# DENSITY BASED SPATIAL CLUSTERING OF APPLICATIONS WITH NOISE
**File:** DBSCAN.ipynb

**Course:** Data Science Foundations: Data Mining in Python

# IMPORT LIBRARIES

In [None]:
import pandas as pd                               # For dataframes
import matplotlib.pyplot as plt                   # For plotting data
import seaborn as sns                             # For plotting data
from sklearn.cluster import DBSCAN                # For DBSCAN
import numpy as np                                # For various computations
from sklearn.preprocessing import StandardScaler  # For standardizing data    
from sklearn.neighbors import NearestNeighbors    # For nearest neighbors

# LOAD AND PREPARE DATA
Read the `penguins.csv` file from the `data` directory in variable `df`. Keep all features in variable `df` and store the class variable in `y`. Also, standardize the data so each variable has a mean of zero and unit variance (i.e., variance and standard deviation of one).

In [None]:
# Reads the .csv file into variable df
df = pd.read_csv('data/penguins.csv')

# Separates the class variable in y
y = df.y

# Removes the y column from df
df = df.drop('y', axis=1)

# Standardizes df
df = pd.DataFrame(
    StandardScaler().fit_transform(df),
    columns=df.columns)

# Displays the first 5 rows of df
df.head()

# DBSCAN: CLUSTERING DATA
There are two steps for running DBSCAN. In the first step, we'll determine the parameter values and in the second step, we'll fit the model to data.

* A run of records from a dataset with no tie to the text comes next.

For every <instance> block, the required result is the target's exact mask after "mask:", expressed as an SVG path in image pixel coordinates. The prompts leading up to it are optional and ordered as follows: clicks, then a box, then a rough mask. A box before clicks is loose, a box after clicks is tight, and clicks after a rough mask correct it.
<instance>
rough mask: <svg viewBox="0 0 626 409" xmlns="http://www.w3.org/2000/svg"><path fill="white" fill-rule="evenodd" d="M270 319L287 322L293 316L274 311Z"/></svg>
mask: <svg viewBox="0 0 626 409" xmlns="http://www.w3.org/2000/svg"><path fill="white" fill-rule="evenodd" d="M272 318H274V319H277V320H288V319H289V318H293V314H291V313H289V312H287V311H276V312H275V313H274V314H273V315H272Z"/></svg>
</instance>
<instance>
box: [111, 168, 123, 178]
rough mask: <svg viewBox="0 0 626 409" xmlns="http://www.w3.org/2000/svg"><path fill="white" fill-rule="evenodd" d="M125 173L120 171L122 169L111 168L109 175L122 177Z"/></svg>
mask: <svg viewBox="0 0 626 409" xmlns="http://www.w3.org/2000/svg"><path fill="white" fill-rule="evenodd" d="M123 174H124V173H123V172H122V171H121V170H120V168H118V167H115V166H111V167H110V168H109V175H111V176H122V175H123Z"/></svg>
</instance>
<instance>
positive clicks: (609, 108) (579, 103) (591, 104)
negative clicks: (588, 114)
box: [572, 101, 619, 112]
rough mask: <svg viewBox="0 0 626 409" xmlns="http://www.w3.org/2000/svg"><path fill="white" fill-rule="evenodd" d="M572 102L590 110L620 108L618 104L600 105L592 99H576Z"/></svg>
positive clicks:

## Step 1: Determine the Parameters
For DBSCAN clustering, we need two parameters:
- `min_samples`: Minimum number of neighboring points for clustering. 
- `eps`: Epsilon neighborhood radius

To find the optimal value of `eps`, we'll construct a plot of distances of `min_samples` (variable `k` in code below) nearest neighbors and look for a pronounced bend, also called a "knee." The code below uses the `NearestNeighbors` object to find the distances and plots them.

In [None]:
k = 7

# Fits a NearestNeighbors object to df
nn = NearestNeighbors(n_neighbors=k) \
    .fit(df)

# Finds the distance of k closest neighbors
dist, ind = nn.kneighbors(df)

# Sorts the distances
dist = np.sort(dist, axis=0)[:,1]

# Plots the distances
plt.plot(dist)

# Draws a horizontal line at the bend
plt.axhline(y=.6, color='red', ls='--')


## Step 2: Fit the Model
Create a DBSCAN object with the parameters found and visualize the clusters. Each point is colored according to its actual label. For comparison, each instance is drawn with a marker according to the label found by the clustering algorithm.

In [None]:
# Fits a DBSCAN object to df
db=DBSCAN(eps=0.6, min_samples=k) \
    .fit(df)

# Creates a scatter plot to visualize the clusters
sns.scatterplot(
    x='bill_length_mm', 
    y='bill_depth_mm',
    data=df, 
    hue=y,
    style=db.labels_,
    palette=['orange', 'green', 'blue'])

# CLEAN UP

- If desired, clear the results with Cell > All Output > Clear. 
- Save your work by selecting File > Save and Checkpoint.
- Shut down the Python kernel and close the file by selecting File > Close and Halt.